Lorsqu'ils passèrent devant le commissariat de Charles Street, Simon salua le policier de garde et lui demanda s'il n'avait pas vu un teckel à poil ras. Le policier était désolé, il n'avait vu aucun chien. Et Simon, après l'avoir remercié, avait poursuivi sa marche en criant « Freddy » à tout-va.
– J'aimerais mieux éviter de me promener le long de la rivière, dit Andrew en arrivant au croisement du West End Highway.
– Tu as des nouvelles de ton inspecteur ?
– Aucune, pour l'instant.
– Si c'est ton collègue qui veut ta peau, nous aurons vite fait de le neutraliser, si ce n'est pas lui et que nous n'avons rien de concret d'ici début juillet, je t'emmènerai en voyage loin de New York avant le 9.
– J'aimerais que ce soit aussi simple. Et, à supposer que nous partions, je ne peux pas renoncer à mon travail ni passer ma vie à me cacher.
– Quand pars-tu en Argentine ?
– D'ici quelques jours, et je ne te cache pas que l'idée de m'éloigner un peu n'est pas pour me déplaire.
– Valérie serait ravie de l'entendre. Tu feras quand même attention là-bas.

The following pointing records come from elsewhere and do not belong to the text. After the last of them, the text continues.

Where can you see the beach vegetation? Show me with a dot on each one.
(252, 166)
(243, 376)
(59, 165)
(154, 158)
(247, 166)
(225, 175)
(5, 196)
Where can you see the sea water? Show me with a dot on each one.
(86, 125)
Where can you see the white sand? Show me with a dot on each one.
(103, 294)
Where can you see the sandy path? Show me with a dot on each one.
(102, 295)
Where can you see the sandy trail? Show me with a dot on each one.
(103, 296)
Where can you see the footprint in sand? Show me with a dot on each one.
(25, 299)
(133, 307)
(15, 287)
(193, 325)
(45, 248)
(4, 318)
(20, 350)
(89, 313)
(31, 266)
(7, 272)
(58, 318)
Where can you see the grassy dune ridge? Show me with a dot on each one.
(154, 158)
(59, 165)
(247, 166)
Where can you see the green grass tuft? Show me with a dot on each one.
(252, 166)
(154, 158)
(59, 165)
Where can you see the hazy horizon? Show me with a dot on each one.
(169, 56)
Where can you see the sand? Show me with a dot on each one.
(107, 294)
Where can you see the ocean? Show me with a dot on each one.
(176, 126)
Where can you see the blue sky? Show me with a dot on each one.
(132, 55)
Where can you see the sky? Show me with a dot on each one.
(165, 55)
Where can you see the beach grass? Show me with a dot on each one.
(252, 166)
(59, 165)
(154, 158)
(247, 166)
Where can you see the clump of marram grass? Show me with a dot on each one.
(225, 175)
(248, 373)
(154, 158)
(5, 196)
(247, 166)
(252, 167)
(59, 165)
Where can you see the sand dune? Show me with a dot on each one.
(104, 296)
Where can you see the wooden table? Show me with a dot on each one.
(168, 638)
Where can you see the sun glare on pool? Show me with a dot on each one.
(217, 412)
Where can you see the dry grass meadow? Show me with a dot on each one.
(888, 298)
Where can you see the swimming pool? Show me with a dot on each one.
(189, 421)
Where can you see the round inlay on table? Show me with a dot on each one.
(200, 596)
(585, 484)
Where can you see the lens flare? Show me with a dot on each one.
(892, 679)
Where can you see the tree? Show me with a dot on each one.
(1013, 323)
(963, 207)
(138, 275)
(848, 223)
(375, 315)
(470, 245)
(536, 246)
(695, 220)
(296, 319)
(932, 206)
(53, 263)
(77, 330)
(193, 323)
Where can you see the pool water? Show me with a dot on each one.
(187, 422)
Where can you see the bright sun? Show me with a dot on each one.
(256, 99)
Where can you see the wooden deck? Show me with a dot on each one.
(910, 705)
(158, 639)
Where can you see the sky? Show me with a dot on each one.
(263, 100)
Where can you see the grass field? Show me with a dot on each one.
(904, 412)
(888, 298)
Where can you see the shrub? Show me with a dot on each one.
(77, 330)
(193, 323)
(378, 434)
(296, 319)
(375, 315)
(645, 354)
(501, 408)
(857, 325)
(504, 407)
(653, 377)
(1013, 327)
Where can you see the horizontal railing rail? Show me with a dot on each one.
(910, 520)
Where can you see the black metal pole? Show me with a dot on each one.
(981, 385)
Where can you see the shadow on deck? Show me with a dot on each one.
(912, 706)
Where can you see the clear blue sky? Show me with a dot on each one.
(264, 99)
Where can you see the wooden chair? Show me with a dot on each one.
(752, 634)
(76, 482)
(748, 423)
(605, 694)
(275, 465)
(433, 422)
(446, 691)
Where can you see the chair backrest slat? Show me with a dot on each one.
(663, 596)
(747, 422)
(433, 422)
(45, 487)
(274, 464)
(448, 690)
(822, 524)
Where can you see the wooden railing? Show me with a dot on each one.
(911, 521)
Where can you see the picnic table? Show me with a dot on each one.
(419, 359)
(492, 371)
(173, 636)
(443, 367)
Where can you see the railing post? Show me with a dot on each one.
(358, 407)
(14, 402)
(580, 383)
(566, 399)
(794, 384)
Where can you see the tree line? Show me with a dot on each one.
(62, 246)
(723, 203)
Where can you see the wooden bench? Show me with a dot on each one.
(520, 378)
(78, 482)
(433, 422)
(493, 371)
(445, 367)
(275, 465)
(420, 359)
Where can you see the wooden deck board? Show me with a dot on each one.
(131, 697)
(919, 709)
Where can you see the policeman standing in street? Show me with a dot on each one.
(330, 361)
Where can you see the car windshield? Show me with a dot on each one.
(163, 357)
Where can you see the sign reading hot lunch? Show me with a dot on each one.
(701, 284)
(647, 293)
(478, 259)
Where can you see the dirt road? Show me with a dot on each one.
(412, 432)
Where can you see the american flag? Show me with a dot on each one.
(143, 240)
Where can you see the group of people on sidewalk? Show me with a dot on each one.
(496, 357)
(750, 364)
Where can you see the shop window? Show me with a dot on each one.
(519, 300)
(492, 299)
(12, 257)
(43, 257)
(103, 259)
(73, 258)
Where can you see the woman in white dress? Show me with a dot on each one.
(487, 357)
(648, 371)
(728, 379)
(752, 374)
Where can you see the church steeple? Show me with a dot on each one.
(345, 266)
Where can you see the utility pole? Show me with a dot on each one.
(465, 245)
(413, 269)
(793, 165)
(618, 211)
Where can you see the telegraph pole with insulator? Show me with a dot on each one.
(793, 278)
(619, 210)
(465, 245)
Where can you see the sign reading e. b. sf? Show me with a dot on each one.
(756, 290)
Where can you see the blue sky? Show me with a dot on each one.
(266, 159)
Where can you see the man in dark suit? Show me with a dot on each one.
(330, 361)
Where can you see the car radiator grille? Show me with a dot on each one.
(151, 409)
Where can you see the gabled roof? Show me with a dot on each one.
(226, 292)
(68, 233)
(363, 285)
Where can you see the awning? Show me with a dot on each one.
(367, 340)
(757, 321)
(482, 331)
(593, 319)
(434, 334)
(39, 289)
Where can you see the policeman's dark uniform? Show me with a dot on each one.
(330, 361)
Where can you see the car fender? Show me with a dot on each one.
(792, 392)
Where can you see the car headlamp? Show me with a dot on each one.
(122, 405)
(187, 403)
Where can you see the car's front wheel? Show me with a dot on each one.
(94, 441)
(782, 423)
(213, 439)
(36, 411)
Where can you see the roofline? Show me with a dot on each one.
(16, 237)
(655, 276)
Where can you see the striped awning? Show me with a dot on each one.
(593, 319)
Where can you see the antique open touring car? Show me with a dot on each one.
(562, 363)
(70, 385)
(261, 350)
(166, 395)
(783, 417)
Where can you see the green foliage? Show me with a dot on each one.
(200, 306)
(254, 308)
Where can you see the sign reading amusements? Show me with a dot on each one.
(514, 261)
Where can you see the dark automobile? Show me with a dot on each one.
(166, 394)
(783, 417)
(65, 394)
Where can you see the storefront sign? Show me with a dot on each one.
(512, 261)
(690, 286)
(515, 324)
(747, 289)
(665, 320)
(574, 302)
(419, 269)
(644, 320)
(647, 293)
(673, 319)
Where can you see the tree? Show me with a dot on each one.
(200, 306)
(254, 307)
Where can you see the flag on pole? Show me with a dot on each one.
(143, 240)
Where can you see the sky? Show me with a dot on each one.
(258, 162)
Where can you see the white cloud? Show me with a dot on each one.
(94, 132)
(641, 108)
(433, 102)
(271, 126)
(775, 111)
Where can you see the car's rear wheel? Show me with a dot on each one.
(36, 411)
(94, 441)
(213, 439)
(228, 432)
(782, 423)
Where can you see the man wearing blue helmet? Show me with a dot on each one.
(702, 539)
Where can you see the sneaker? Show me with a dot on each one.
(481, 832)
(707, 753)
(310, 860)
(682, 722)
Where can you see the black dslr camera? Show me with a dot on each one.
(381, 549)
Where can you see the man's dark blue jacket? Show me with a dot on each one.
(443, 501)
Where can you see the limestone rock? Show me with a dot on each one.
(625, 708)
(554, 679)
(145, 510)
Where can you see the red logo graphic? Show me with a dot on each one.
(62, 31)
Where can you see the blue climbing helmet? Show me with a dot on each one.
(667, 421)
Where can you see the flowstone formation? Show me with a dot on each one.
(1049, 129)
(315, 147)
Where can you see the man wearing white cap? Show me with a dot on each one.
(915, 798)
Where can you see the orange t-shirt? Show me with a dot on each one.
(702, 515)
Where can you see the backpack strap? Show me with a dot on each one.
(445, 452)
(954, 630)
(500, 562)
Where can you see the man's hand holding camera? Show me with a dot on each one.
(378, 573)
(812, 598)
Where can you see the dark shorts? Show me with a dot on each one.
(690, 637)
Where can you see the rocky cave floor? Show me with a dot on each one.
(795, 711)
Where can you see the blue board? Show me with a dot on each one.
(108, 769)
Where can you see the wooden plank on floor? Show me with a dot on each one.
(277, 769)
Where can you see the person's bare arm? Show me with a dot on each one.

On est arrivés, tu te sens capable de rentrer seul dans cette tenue ?
– Je ne suis pas seul, puisque je promène Freddy, répondit Andrew en saluant Simon.
Et il s'en alla, se conduisant comme s'il tenait un chien en laisse.
*
Andrew fut réveillé d'une courte nuit par la sonnerie du téléphone. Il décrocha, hagard, et reconnut la voix de l'inspecteur qui l'attendait au café au coin de sa rue.
Lorsque Andrew entra dans le Starbucks, Pilguez était assis à la place occupée la veille par Simon.
– Vous avez de mauvaises nouvelles à m'annoncer ? dit-il en s'installant à la table.
– J'ai retrouvé Mme Capetta, répondit l'inspecteur.
– Comment avez-vous fait ?
– Je ne crois pas que cela change grand-chose à ce qui nous préoccupe et je n'ai qu'une petite heure à vous consacrer si je ne veux pas rater mon avion.
– Vous repartez ?
– Je ne peux pas rester indéfiniment à New York, et puis vous allez bientôt partir vous aussi. San Francisco est moins exotique que Buenos Aires, mais c'est ma ville. Mon épouse m'attend, mes radotages lui manquent.
– Qu'avez-vous appris à Chicago ?
– C'est une très belle femme, cette Mme Capetta, des yeux ébène, un regard à vous faire chavirer. M. Capetta n'a pas dû se donner beaucoup de mal pour la retrouver, elle n'a même pas changé d'identité. Elle vit là-bas, seule avec son fils, à deux rues de l'endroit d'où cette charmante lettre vous a été postée.
– Vous lui avez parlé ?
– Non, enfin oui, mais pas de notre affaire.
– Je ne comprends pas.
– J'ai joué au gentil papy qui prenait l'air sur un banc et je lui ai raconté que mon petit-fils avait le même âge que son gamin.
– Vous êtes grand-père ?
– Non, Natalia et moi nous sommes rencontrés trop tard pour avoir des enfants. Mais nous avons un petit neveu de cœur. Le fils de cette amie neurochirurgienne dont je vous avais parlé et de son mari architecte. Nous sommes devenus très proches. Il a cinq ans, et nous en sommes un peu gâteux avec ma femme. Maintenant, arrêtez de me faire vous raconter ma vie, où je vais vraiment manquer mon vol.